27 Der Kläger beantragt

° die Aufhebung

° der in einem Schreiben des Wahlleiters an den politischen Sekretär der Union syndicale fédérale vom 3. November 1994 enthaltene(n) Entscheidung(en) des (aufgrund von Artikel 2 der am 15. September 1992 von der Versammlung der bei der örtlichen Sektion Brüssel vertretenen Beamten und sonstigen Bediensteten der Kommission der Europäischen Gemeinschaften beschlossenen und am 20. September 1994 unverändert erneut beschlossenen Wahlordnung für die Wahl der Personalvertretung der Kommission gebildeten) Wahlvorstands;

° der in einem Schreiben des Wahlleiters an den politischen Sekretär der Union syndicale fédérale vom 8. November 1994 enthaltene(n) Entscheidung(en) des Wahlvorstands;

° soweit erforderlich, der am 8. November 1994 um 13 Uhr mündlich mitgeteilten Entscheidung des Wahlleiters oder des Wahlvorstands, die Zulassung einer nicht zugelassenen Liste mit 27 Bewerberpaaren der Liste "Research/Union syndicale" unter einer anderen Bezeichnung, in der der Name "Union syndicale" nicht mehr vorkommt, abzulehnen;

° der entsprechenden Nichtverhinderung oder Nichtbeanstandung der ersten oben genannten Entscheidung(en) des Wahlvorstands durch die Kommission als Anstellungsbehörde;

° der Nichtverhinderung oder Nichtbeanstandung der zweiten Entscheidung(en) des Wahlvorstands durch die Anstellungsbehörde;

° der Nichtverhinderung oder Nichtbeanstandung der dritten angefochtenen Entscheidung durch die Anstellungsbehörde;

° hilfsweise,

° die am 20. September 1994 unverändert erneut beschlossene Wahlordnung vom 15. September 1992 für nichtig zu erklären, falls sie dahin auszulegen sein sollte, daß es einer Gewerkschaft oder einem Berufsverband untersagt ist, für die Wahl der Personalvertretung mehrere Listen mit 27 Paaren von (Haupt- und Ersatz-)Bewerbern einzureichen, und in diesem Fall die Nichtverhinderung oder Nichtbeanstandung der Verabschiedung dieser Wahlordnung durch die Anstellungsbehörde aufzuheben;

° die Kommission zum Ersatz des ihm durch die Pflichtwidrigkeit der angefochtenen Entscheidungen entstandenen immateriellen Schadens zu verurteilen;

° der Kommission die Kosten aufzuerlegen.
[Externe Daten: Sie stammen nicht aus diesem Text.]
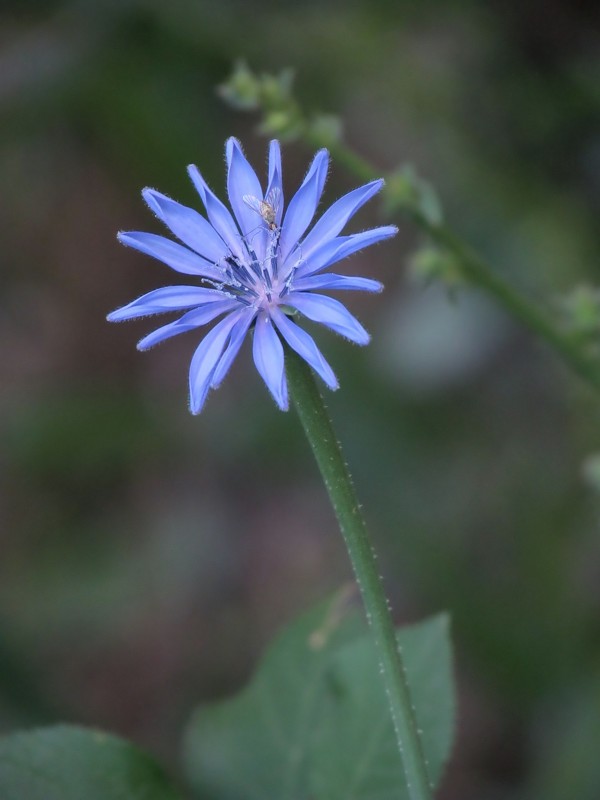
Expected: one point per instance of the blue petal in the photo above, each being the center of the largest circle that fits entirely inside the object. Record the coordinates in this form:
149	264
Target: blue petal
169	298
241	180
268	357
331	280
305	346
193	319
189	226
205	360
342	247
336	217
218	214
275	177
238	334
303	204
170	253
329	312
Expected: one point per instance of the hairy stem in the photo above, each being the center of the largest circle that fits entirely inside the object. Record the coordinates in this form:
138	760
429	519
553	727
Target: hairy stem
327	451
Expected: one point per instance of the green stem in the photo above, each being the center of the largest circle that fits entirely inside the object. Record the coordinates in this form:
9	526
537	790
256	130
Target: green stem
480	274
319	431
477	272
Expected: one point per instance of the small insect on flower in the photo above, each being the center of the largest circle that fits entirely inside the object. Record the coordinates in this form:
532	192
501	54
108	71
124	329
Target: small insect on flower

28 Die Kommission beantragt,

° die Klage abzuweisen;

° den Antrag auf Ersatz des dem Kläger angeblich entstandenen materiellen und immateriellen Schadens zurückzuweisen;

° über die Kosten nach Rechtslage zu entscheiden.

Zur Zulässigkeit

Vorbringen der Parteien

29 Ohne ausdrücklich eine Einrede der Unzulässigkeit zu erheben, stellt die Kommission das Fortbestehen eines Rechtsschutzinteresses des Klägers im Rahmen einer Anfechtungs- und Schadensersatzklage in Frage, da es dem Kläger durch den Beschluß des Präsidenten des Gerichts vom 21. November 1994 ermöglicht worden sei, sich zur Wahl zu stellen, und da er im übrigen in die neue örtliche Sektion der Personalvertretung der Kommission gewählt worden sei. Die angefochtenen Handlungen beschwerten ihn daher nicht mehr, so daß er kein einmal entstandenes und noch gegenwärtiges Rechtsschutzinteresse mehr habe.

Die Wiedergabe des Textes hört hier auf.